Najwcześniej trzeba pomyśleć o tym gdzie chcemy przygotować spotkanie. Terminy bywają bardzo napięte, zwłaszcza w sezonie wiosennym. Wtedy jest czas komunii i wesel. To dlatego w maju i czerwcu zarezerwowanie sali wraz z zapleczem gastronomicznym graniczy z cudem. Wyjście jest tylko jedno: zrobić to minimum rok wcześniej. Choć o ile komunie można przewidzieć wcześniej, to z weselem czy chrzcinami jest trochę trudniej.
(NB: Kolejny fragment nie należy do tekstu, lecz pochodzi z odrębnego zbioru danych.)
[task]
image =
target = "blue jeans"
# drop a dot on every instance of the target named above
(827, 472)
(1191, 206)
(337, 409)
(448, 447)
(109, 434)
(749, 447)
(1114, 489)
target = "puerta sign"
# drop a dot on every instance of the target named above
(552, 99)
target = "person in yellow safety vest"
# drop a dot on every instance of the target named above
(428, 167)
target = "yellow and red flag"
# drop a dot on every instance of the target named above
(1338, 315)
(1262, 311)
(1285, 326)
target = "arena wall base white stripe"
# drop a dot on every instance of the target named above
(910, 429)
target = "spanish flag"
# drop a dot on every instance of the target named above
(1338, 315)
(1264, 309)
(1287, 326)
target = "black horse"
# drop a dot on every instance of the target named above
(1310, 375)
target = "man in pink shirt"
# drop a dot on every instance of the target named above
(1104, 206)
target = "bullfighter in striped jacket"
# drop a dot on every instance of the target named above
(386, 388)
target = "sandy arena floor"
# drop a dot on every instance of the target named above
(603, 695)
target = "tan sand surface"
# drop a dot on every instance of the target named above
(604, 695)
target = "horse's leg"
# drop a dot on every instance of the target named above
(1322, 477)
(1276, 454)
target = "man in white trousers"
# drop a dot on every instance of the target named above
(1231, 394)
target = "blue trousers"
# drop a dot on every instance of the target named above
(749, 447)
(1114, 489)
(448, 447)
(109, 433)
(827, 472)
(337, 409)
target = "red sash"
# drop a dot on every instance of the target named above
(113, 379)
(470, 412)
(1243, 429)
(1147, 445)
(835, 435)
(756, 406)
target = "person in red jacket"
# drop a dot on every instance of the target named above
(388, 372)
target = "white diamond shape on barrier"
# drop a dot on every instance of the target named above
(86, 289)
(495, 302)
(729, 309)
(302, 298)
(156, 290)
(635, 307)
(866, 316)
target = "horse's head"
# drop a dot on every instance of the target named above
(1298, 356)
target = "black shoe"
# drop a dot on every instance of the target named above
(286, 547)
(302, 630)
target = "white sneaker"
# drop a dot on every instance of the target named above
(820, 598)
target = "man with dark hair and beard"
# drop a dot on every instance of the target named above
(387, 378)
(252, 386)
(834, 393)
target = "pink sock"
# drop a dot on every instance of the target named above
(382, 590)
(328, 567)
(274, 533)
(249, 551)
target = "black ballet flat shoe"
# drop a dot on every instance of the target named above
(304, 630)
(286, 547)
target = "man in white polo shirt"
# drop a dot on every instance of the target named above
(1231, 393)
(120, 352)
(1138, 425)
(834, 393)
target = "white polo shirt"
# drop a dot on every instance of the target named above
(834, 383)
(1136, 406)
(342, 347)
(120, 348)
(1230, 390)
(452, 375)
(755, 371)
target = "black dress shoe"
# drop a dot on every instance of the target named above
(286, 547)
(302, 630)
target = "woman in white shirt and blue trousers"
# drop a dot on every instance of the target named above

Niemniej, warto pomyśleć o rezerwacji na samym początku przygotowań, zanim zaczniemy usadzać gości. Choć istnieje sposób na obejście problemu. Można zaplanować imprezę w piątek lub nawet w czwartek. To propozycja dla tych, którzy raczej nie są tradycjonalistami, zwłaszcza w temacie wesela, ale sposób jest sprawdzony i działa.
Jedzenie.
Temat chyba tak stary jak tradycja oczepinowych konkursów. Czy lepiej wszystko zrobić samemu, a może poprosić o pomoc najbliższych przyjaciół. A może wszyscy goście powinni się gościć, natomiast kulinarne zmagania powinno się pozostawić specjalistom. Ta ostatnia opcja wydaje się najkorzystniejsza, chyba nikt nie chce, żeby ktoś z przyjaciół czy rodziny mieszając w kuchni zupę, przegapił ważny moment na imprezie. Wybór dań to już sprawa indywidualna, w przypadku wesel najczęściej decydują o tym Państwo Młodzi, przed obiadem komunijnym czy wydawanym z okazji chrztu oczywiście ostateczne słowo należy do rodziców. Choć i tu warto się sugerować podpowiedziami specjalistów. Rozmawiając wcześniej z kucharzami karczmy w której możemy zorganizować imprezy rodzinne, warto dowiedzieć się jakie menu nie sparaliżuje kuchni. Bo przecież nikt nie lubi czekać na obiad, widząc jak przy innych stolikach już jedzą.
Zabawa.
Ta kwestia w większym wymiarze dotyczy wesel niż innych spotkań rodzinnych. Ale nawet podczas komunijnego poczęstunku warto pomyśleć o tym jak zorganizować czas najmłodszym członkom rodziny, bo przecież nic tak nie psuje humoru dorosłym jak nudzące się dzieci. I tu znowu pojawia się pokusa, aby „zatrudnić” do tego zadania kogoś z rodziny. Pozostaje tylko pytanie, czy jest ktoś taki na sali? Słynny wujek z duszą klauna, który rozbawi każdego, albo Ciotka-Klotka, z pomysłami na zabawę dla wszystkich? Nie… ? W związku z tym proponuje zapoznać się z ofertą specjalistów. Bo ktoś, kto zdejmie z nas obowiązek zajmowania się najmłodszymi w trakcie rodzinnego spotkania, chyba wart jest każdych pieniędzy.
Rodzina
Bo najważniejsze jest to aby być razem. Spotkać się w miejscu, w którym można porozmawiać, pobawić się, zjeść, zwyczajnie posiedzieć. Spotkania w gronie najbliższych właśnie do tego się sprowadzają. Odświeżają relację, podtrzymują znajomości. Coraz częściej staje się to priorytetem w świecie odpowiedzi w stylu „nie mam czasu”, czy „za dużo pracuję”. Chyba najwyższy czas odnaleźć własne miejsce idealne, do którego zaprosimy rodzinę.